Sie hatten sich verändert. Dass jeder Roboter eines bestimmten Grades ein begrenztes Maß an Individualität aufwies, war schon längst bekannt, wir hatten uns schnell daran gewöhnt, die komplexeren von ihnen als beinahe gleichberechtigt zu betrachten. Nur selten, meist wenn mehrere Roboter in einem Haushalt gehalten wurden, regte sich eine Art Unmut, manchmal zog sogar eins der Wesen aus und schlug sich als Mensch oder Halbroboter durch, da schaute niemand so genau hin. Aber das hier war anders. Sie waren launisch und aufmüpfig, verweigerten bisweilen jegliche Kooperation und schlossen sich dann stundenlang an ihre virtuellen Seher an. Wir vermuteten auch hier einen Zusammenhang mit den Schwingungen aus #2, hatten aber keine Ahnung, was da vor sich ging oder wie wir das in Erfahrung bringen könnten.

Dann kam die Welle.

Mein BFO funktionierte jedenfalls nach wie vor tadellos.

„Kein Wunder, ich habe unsere Geräte aus dem Netz genommen und alle Verbindungen zum System gekappt.“ Pepe bestand darauf, dass sich ein Virus durch das System fraß und hatte bereits seine Notfallausrüstung ausgepackt.
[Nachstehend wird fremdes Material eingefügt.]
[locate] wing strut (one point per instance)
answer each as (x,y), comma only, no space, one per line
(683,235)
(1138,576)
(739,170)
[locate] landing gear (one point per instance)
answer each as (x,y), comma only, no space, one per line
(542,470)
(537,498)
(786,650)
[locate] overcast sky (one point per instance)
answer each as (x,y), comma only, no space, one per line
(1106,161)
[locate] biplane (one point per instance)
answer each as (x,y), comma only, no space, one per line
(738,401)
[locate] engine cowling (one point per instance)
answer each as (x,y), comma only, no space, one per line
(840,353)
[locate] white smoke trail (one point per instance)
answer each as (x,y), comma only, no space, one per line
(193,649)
Hatte sofort all sein Zubehör modifiziert, entkoppelt, und ein internes Netz für uns eingerichtet. Ich verstand es nicht wirklich, aber er zapfte wohl das System an ohne drin zu sein, eine Art doppeltes Störsignal, ich vertraute ihm da voll und ganz und stellte keine Fragen. Das Wichtigste war, dass es klappte: Ich konnte weiterhin mein BFO benutzen, ohne die Kontrolle zu verlieren. Natürlich mussten jetzt viele Dinge manuell vonstatten gehen, aber daran war ich durch die Rennen gewöhnt, wo wir auch alle Systemfunktionen abschalten mussten, um an der Geschwindigkeitsbegrenzung vorbeizukommen.
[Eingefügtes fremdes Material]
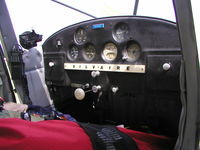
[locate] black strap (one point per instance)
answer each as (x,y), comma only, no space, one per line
(104,137)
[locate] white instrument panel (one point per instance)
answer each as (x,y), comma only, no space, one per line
(106,67)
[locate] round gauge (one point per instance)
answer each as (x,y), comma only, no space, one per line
(109,52)
(89,52)
(132,52)
(121,31)
(80,36)
(73,52)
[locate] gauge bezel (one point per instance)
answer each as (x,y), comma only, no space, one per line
(69,55)
(116,27)
(76,36)
(84,52)
(127,56)
(105,58)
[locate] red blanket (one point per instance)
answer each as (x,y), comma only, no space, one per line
(17,134)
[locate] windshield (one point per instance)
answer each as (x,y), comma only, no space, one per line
(47,16)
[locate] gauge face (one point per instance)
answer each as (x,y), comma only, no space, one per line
(89,52)
(121,31)
(109,52)
(73,52)
(132,52)
(80,36)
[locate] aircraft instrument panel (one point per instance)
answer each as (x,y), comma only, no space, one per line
(120,70)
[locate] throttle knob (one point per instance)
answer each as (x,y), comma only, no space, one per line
(96,88)
(51,64)
(79,94)
(166,66)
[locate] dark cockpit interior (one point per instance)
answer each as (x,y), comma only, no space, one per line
(117,70)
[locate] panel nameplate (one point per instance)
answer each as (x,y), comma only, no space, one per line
(106,67)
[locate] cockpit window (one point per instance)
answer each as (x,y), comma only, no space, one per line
(48,16)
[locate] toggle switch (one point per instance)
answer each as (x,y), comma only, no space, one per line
(96,88)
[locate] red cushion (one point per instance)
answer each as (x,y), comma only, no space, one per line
(19,134)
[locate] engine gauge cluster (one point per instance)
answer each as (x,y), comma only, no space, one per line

Die Mutanten, die uns beherbergten, schienen nervös, manchmal beinahe feindselig, als hätten wir das Unglück mitgebracht. Und natürlich war uns klar gewesen, dass die Ereignisse am 20 Januar 3001 auf #5 früher oder später ihre Wirkung zeigen würden. Das von Robotern bewohnte Werkstattsystem hatte durch einen veralteten Befehl einen Kurzschluss erlitten, nichts Schlimmes, ein paar Fabriken in den südlichen Sphären, die betroffen waren. Ohnehin gab es hier nicht viele brauchbare Planeten. Normalerweise hätte sich das Problem von alleine gelöst, es gab diverse Notfall- und Reparaturprogramme. In diesem Fall aber ging etwas schief, die Programme wurden einfach nicht abgespielt. Noch bevor wir einen Mechanikertrupp losschicken konnten war bereits der erste Planet lahmgelegt. Ein weiterer Kurzschluss und wir verloren die Verbindung. Die Mechaniker kamen nicht zurück und auch ihre Aufzeichnungen waren nicht abrufbar. Und dann gingen die Stürme los. Am Anfang lediglich kurze magnetische Schauer auf den Strecken, innerhalb weniger Wochen aber Stürme der Stufe 10-11, ab Stufe 15 war das Fahren übrigens verboten, ich persönlich hatte eine Grenze von 22 mit meinem BFO, aber irgendwann kam auch ich nicht mehr durch, alles in Richtung #5 war lebensgefährlich. Die Weltenregierung gab bekannt, dass es sich hier um einen magnetischen Sturm unbekannten Ausmaßes handelte und mobilisierte alle Mittel um an einer Art Gegenimpuls zu arbeiten. Zuletzt hatten sie die Energiespeicher der privaten Einrichtungen angezapft und die Bevölkerungen, die auf noch zu erreichen waren, darüber informiert, dass man nun bereit zum Gegenschlag sei. Dann riss die Verbindung ab. Das war auch der Tag an dem wir abreisten.

Wir hatten uns etwas Zeit verschafft, lebten ein paar Monate friedlich auf , in der Hoffnung, der Sturm würde nicht bis hierher kommen. Es sollte aber nur eine Frage der Zeit sein bis die magnetische Welle auch dieses System erreichte.